Screening And Surveillance:
Children with aniridia should undergo regular abdominal ultrasound screening for Wilms tumor from birth, typically every 3-4 months until at least age 7 years
This intensive screening aims to detect tumors at an early, surgically curable stage, allowing for nephron-sparing surgery when feasible.
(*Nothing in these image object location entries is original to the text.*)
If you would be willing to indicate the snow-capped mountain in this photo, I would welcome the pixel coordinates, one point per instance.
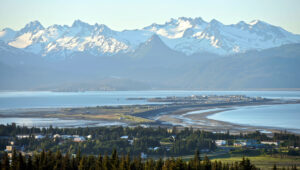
(187, 35)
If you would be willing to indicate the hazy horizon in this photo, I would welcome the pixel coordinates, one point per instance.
(117, 16)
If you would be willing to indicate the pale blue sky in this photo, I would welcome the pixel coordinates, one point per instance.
(131, 14)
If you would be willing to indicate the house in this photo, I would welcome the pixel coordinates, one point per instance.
(143, 155)
(130, 142)
(270, 143)
(39, 136)
(66, 136)
(221, 142)
(246, 143)
(22, 136)
(124, 137)
(153, 148)
(79, 139)
(56, 136)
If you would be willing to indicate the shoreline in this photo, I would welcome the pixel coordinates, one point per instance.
(218, 125)
(165, 116)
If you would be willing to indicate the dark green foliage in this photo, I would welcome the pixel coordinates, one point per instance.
(49, 160)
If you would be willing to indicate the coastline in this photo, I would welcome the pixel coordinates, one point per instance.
(157, 115)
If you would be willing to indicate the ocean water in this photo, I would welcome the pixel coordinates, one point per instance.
(282, 116)
(46, 99)
(286, 116)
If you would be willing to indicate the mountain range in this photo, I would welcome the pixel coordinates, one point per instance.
(183, 53)
(186, 35)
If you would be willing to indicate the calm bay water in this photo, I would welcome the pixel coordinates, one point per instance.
(15, 100)
(283, 116)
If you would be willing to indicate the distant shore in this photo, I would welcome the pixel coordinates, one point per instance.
(152, 115)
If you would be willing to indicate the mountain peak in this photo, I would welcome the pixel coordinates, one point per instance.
(79, 23)
(257, 22)
(32, 26)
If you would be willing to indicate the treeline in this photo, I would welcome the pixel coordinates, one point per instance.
(173, 142)
(57, 161)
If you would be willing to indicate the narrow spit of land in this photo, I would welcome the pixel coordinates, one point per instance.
(173, 111)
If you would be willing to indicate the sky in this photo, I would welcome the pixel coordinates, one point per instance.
(135, 14)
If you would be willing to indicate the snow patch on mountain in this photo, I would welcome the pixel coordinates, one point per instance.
(187, 35)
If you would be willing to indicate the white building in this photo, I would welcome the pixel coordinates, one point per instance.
(56, 136)
(39, 136)
(221, 142)
(124, 137)
(269, 143)
(79, 139)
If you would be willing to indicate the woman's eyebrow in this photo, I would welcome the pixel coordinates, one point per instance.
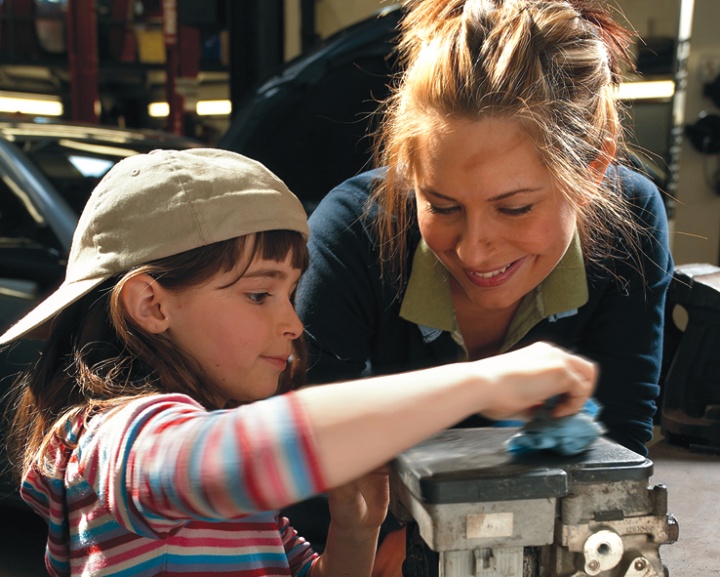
(503, 196)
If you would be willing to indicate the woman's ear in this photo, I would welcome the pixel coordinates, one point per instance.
(144, 300)
(603, 160)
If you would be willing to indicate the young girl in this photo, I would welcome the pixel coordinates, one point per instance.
(149, 435)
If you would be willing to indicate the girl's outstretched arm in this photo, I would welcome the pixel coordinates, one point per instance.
(360, 425)
(356, 509)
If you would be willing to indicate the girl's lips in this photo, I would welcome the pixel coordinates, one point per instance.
(493, 278)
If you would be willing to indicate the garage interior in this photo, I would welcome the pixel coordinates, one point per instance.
(111, 61)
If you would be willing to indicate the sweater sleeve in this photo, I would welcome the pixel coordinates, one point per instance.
(337, 296)
(625, 333)
(163, 460)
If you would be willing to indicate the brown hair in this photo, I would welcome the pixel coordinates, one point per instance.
(96, 357)
(549, 65)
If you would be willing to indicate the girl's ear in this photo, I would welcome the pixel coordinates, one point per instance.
(144, 300)
(603, 160)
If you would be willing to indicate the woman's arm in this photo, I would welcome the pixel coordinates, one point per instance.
(625, 334)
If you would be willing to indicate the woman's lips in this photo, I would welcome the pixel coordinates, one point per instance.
(279, 362)
(495, 277)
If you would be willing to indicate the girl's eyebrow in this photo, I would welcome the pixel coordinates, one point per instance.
(266, 272)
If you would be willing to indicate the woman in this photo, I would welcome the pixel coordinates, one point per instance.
(501, 213)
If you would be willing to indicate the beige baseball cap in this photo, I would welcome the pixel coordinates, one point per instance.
(156, 205)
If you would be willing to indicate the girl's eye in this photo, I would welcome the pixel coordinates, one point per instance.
(519, 211)
(257, 298)
(442, 210)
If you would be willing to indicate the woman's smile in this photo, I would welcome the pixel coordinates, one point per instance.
(490, 210)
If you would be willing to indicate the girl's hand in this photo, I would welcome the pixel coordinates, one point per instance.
(361, 504)
(538, 372)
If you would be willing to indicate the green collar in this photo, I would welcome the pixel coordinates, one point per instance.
(427, 301)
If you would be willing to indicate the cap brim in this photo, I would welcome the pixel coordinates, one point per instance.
(33, 323)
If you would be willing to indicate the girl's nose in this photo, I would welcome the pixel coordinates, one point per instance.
(292, 326)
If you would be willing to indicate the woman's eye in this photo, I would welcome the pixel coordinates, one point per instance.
(442, 210)
(519, 211)
(257, 298)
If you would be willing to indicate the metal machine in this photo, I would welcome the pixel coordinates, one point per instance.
(473, 510)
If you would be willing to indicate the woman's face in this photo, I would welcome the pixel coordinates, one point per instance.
(490, 210)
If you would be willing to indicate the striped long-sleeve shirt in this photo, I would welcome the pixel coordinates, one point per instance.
(161, 486)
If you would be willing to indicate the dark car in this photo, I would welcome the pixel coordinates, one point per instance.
(47, 171)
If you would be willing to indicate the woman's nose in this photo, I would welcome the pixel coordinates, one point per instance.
(476, 242)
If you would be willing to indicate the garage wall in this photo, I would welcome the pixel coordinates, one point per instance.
(696, 236)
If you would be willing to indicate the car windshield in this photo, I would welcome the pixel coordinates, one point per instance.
(74, 167)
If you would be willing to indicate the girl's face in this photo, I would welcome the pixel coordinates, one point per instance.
(239, 328)
(491, 212)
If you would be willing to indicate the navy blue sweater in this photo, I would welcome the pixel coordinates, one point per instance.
(353, 327)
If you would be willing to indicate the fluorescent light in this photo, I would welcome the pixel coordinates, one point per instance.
(203, 108)
(158, 109)
(32, 104)
(650, 90)
(214, 108)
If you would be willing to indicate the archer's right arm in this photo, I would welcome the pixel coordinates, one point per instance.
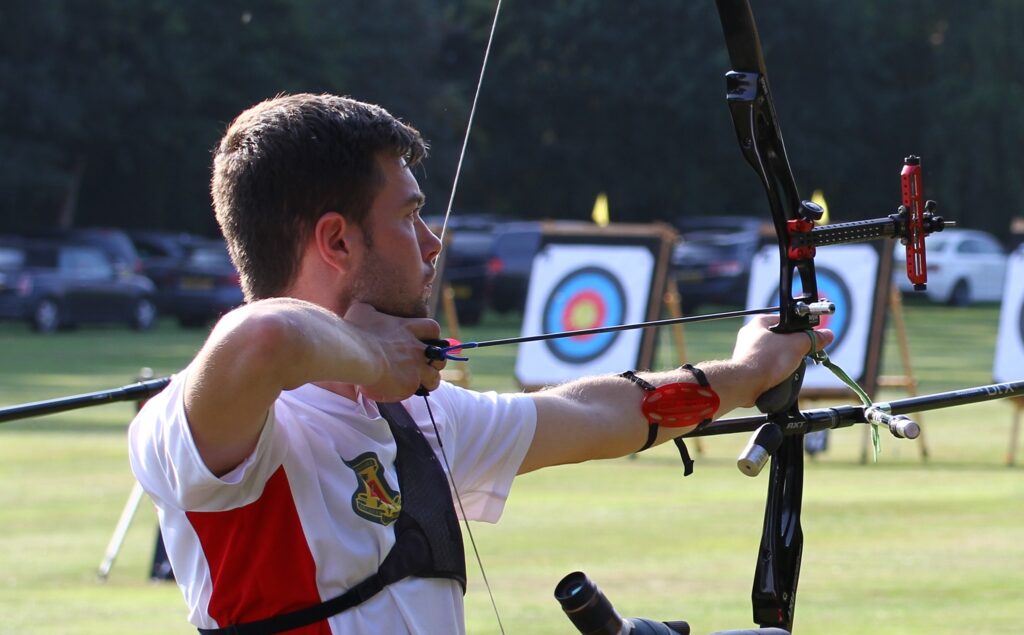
(257, 350)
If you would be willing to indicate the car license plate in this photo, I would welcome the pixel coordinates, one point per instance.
(197, 284)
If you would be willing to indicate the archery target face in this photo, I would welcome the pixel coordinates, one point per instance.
(586, 298)
(576, 287)
(1009, 365)
(847, 277)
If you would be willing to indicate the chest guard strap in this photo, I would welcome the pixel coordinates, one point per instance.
(428, 541)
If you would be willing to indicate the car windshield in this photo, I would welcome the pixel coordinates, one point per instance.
(11, 258)
(209, 256)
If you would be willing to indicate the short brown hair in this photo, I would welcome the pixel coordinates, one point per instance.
(284, 163)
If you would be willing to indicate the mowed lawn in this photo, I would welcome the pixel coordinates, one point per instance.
(902, 546)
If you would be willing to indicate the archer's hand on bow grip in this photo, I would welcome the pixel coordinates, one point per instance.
(782, 396)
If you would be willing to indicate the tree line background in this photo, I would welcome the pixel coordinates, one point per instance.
(111, 109)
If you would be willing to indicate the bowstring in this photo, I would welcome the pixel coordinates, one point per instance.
(465, 518)
(469, 124)
(448, 214)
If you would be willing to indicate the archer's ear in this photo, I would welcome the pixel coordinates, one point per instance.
(333, 238)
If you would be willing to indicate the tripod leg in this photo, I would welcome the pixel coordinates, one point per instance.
(120, 531)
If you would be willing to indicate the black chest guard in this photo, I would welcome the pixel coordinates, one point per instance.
(428, 541)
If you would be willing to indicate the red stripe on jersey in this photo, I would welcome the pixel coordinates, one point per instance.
(259, 561)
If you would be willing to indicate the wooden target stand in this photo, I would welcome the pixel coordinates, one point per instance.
(1015, 429)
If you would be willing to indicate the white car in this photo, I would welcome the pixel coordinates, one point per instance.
(964, 266)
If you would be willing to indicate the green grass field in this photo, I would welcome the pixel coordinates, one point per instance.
(896, 547)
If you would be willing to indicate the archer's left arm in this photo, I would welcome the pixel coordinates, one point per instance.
(600, 417)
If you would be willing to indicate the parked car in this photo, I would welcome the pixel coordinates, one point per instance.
(510, 264)
(196, 280)
(712, 260)
(464, 261)
(115, 243)
(55, 285)
(964, 266)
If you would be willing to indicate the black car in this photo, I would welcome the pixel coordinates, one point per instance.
(115, 243)
(55, 285)
(196, 281)
(468, 245)
(712, 261)
(510, 264)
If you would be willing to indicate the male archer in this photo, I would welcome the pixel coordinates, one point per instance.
(296, 473)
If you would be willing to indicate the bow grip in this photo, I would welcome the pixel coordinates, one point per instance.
(781, 397)
(434, 348)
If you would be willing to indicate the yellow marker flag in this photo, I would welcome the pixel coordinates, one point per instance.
(600, 213)
(819, 198)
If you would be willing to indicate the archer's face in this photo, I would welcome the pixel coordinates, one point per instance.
(395, 269)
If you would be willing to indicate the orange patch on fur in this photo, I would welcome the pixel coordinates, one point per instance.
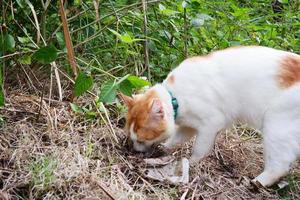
(171, 80)
(289, 71)
(139, 114)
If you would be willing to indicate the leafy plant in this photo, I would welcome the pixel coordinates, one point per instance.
(126, 85)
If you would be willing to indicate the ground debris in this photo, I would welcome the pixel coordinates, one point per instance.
(64, 155)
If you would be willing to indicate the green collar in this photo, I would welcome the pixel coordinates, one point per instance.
(174, 104)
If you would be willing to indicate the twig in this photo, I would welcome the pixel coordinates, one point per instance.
(41, 103)
(185, 34)
(68, 40)
(105, 189)
(38, 35)
(109, 123)
(146, 52)
(96, 6)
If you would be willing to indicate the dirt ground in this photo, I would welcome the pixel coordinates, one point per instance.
(49, 152)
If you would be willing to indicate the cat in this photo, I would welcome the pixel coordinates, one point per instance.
(205, 94)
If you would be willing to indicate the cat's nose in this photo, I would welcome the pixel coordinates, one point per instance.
(140, 147)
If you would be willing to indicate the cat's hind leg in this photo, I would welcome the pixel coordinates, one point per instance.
(281, 137)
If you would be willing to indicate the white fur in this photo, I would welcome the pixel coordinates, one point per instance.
(237, 84)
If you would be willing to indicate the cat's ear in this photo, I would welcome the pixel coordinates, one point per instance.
(157, 109)
(128, 101)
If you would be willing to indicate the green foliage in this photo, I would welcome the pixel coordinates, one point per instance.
(7, 43)
(108, 91)
(45, 55)
(82, 84)
(126, 85)
(42, 172)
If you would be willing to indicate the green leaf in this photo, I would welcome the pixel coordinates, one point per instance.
(137, 82)
(7, 42)
(126, 87)
(25, 60)
(76, 108)
(126, 38)
(83, 82)
(46, 55)
(2, 98)
(108, 92)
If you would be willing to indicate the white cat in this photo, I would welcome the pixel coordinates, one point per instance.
(257, 85)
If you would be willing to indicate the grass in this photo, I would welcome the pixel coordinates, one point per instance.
(64, 155)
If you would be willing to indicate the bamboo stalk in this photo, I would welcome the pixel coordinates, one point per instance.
(146, 52)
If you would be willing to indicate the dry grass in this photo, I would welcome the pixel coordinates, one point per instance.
(66, 156)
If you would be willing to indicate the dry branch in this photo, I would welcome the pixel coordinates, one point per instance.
(69, 45)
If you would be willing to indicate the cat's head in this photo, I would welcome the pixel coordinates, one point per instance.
(147, 121)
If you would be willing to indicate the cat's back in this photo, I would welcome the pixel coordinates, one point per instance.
(240, 61)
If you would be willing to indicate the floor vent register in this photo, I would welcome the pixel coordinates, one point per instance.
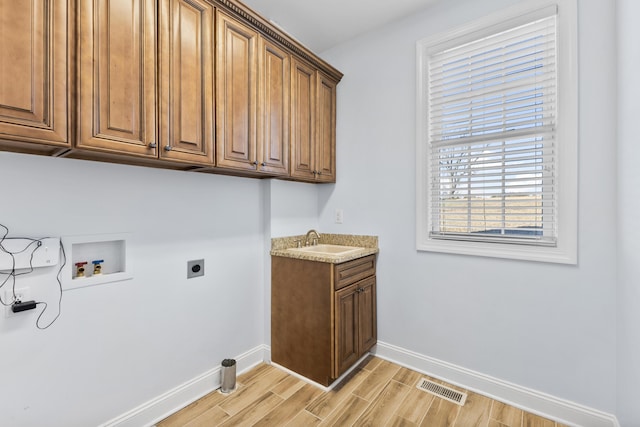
(442, 391)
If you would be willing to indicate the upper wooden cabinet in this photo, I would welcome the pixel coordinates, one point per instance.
(35, 51)
(273, 109)
(205, 85)
(186, 81)
(325, 129)
(137, 99)
(237, 94)
(252, 109)
(118, 99)
(313, 119)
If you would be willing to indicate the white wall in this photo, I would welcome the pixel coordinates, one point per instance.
(551, 328)
(119, 345)
(628, 207)
(294, 207)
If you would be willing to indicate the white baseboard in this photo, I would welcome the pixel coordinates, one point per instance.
(521, 397)
(166, 404)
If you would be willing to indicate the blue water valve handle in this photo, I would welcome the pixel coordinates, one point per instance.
(97, 268)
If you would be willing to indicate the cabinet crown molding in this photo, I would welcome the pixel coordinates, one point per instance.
(267, 29)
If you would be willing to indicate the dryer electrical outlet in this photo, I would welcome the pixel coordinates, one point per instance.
(195, 268)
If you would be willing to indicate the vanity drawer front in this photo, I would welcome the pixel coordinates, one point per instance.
(352, 271)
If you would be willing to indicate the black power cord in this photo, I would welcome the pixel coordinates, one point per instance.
(11, 275)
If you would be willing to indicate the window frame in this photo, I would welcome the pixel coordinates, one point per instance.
(566, 150)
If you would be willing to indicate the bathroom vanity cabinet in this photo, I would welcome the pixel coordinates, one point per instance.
(323, 315)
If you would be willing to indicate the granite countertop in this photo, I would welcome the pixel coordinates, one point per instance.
(280, 247)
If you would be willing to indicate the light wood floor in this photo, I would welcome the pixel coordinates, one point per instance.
(376, 393)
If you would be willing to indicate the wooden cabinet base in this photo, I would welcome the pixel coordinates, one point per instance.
(315, 331)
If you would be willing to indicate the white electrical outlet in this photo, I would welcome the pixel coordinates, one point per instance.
(22, 294)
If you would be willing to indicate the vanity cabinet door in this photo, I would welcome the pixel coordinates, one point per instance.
(346, 321)
(356, 329)
(367, 319)
(35, 40)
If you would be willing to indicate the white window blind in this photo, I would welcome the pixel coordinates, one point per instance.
(491, 132)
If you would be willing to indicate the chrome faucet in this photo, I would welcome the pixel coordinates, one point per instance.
(315, 240)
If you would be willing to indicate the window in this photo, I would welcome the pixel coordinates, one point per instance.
(497, 138)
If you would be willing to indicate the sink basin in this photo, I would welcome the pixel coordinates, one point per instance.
(323, 249)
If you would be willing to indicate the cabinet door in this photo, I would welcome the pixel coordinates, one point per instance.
(326, 130)
(34, 80)
(273, 116)
(346, 323)
(186, 81)
(118, 96)
(236, 94)
(303, 88)
(367, 321)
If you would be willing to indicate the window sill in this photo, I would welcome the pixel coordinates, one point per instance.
(558, 255)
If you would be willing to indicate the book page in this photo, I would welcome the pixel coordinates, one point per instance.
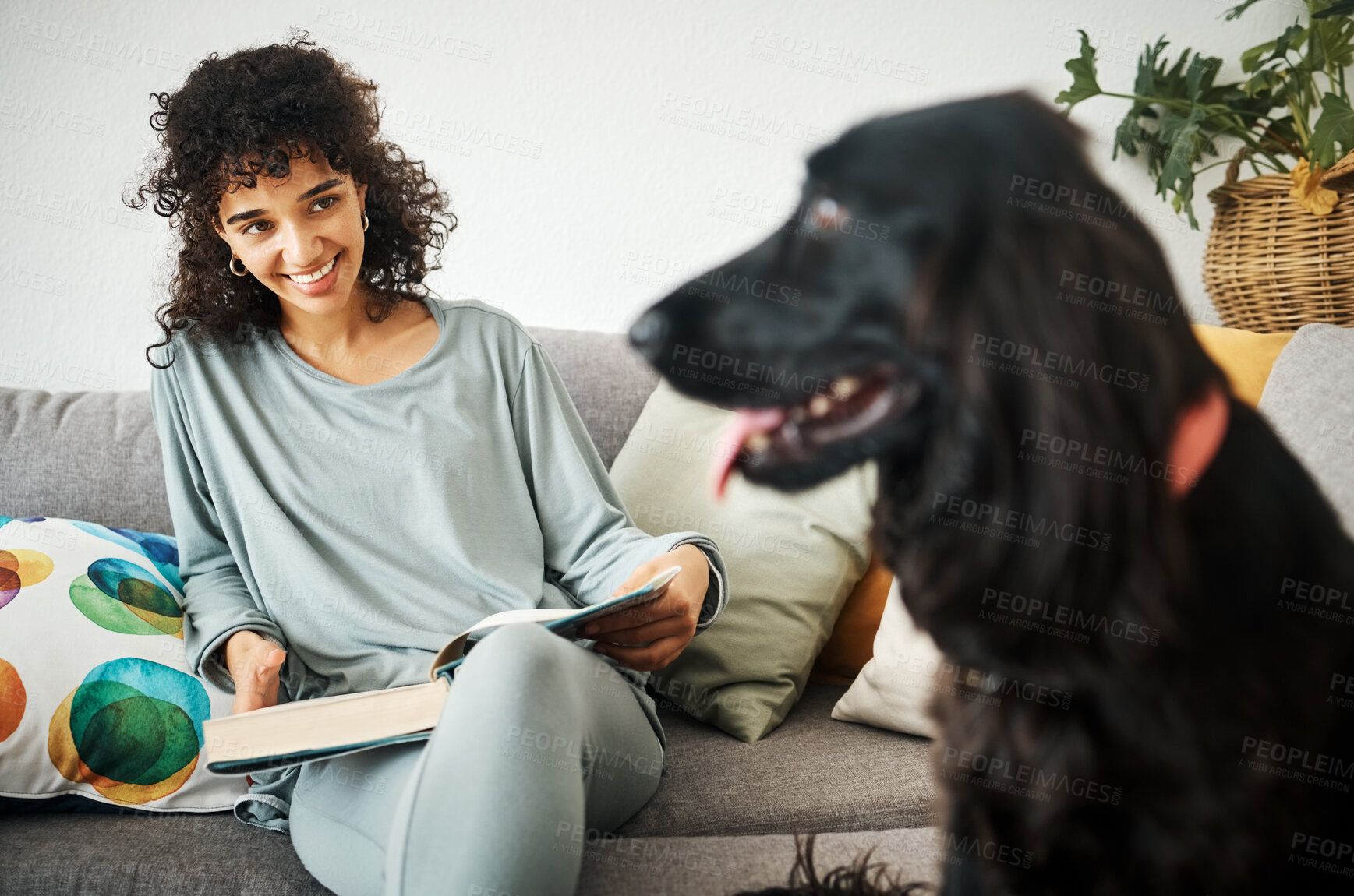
(564, 622)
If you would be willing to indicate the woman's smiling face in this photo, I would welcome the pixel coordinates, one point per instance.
(299, 236)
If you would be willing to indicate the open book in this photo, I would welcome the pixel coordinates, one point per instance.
(323, 727)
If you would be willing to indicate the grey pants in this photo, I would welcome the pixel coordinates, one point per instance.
(540, 747)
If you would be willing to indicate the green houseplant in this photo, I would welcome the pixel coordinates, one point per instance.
(1179, 115)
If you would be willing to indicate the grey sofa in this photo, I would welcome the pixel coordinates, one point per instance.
(720, 822)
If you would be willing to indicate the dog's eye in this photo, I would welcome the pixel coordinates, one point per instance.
(826, 213)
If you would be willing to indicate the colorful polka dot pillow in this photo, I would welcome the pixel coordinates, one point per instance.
(95, 696)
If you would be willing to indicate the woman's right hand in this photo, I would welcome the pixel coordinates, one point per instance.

Timing Of Nephrectomy In Aniridia:
In children with aniridia and bilateral Wilms tumors, the timing of surgery is crucial
Often, initial management involves biopsy of suspicious contralateral lesions and chemotherapy, with delayed bilateral partial nephrectomies to preserve maximal renal function
Decisions are individualized based on tumor characteristics, extent, and response to chemotherapy.
Complications
Early Complications:
Hemorrhage from the tumor or surgical site
Wound infection
Renal vein or vena cava thrombosis
Adynamic ileus
Acute kidney injury.
Late Complications:
Chronic kidney disease due to loss of renal mass, particularly after nephrectomy for bilateral disease
Hypertension
Secondary malignancies, especially after radiotherapy
Growth and developmental delays
Infertility
Cardiotoxicity from anthracyclines
Gastrointestinal issues
Hearing impairment from certain chemotherapeutic agents.
Prevention Strategies:
Meticulous surgical technique to minimize blood loss and preserve healthy renal parenchyma
Judicious use of chemotherapy and radiotherapy, adhering to risk-stratified protocols
Close monitoring for side effects of treatment
Genetic counseling and counseling regarding long-term health surveillance.
Prognosis
Factors Affecting Prognosis:
Stage of the tumor at diagnosis is the most critical prognostic factor
Histologic type (favorable vs
unfavorable)
Presence of bilateral disease
Response to initial therapy
Patient age and overall health status
Presence of aniridia and WAGR syndrome can be associated with bilateral disease and requires specialized management.
Outcomes:
With current multimodal therapy, the overall survival rate for Wilms tumor is over 90%
Favorable histology, early-stage disease, and unilateral tumors have excellent prognoses
Unfavorable histology (e.g., anaplastic, rhabdoid) and distant metastases are associated with a poorer prognosis, but significant advances have been made
For bilateral Wilms tumors, particularly in the context of aniridia, nephron-sparing surgery and aggressive chemotherapy can achieve good long-term renal function and survival.
Follow Up:
Long-term follow-up is essential for detecting tumor recurrence and managing late treatment-related toxicities
This includes regular physical examinations, blood pressure monitoring, renal function tests, and imaging (e.g., ultrasound, CT) as indicated
Screening for secondary malignancies and monitoring for growth and developmental milestones are also critical components of survivorship care.
Key Points
Exam Focus:
Wilms tumor is the most common pediatric renal malignancy
Aniridia is a key associated anomaly, often part of WAGR syndrome, increasing risk of bilateral Wilms tumor
Regular screening with abdominal ultrasound is vital for children with aniridia
Nephron-sparing surgery is preferred for bilateral disease or solitary kidneys
Chemotherapy regimens (VINDICIN) are standard
Unfavorable histology and advanced stage impact prognosis.
Clinical Pearls:
Always consider Wilms tumor in a child with an abdominal mass
Palpate the abdomen carefully and measure blood pressure
Inquire about associated congenital anomalies, especially aniridia
If bilateral Wilms tumor is suspected, especially in a child with aniridia, avoid biopsy without immediate surgical and oncological consultation
neoadjuvant chemotherapy is often the first step
Preserve as much renal tissue as possible.
Common Mistakes:
Delaying diagnosis due to assuming the mass is benign
Performing an unnecessary biopsy without proper oncological planning, potentially leading to tumor seeding
Inadequate surgical resection, leaving residual tumor
Over-reliance on single imaging modality without cross-sectional imaging for staging
Not considering bilateral disease in patients with aniridia or family history.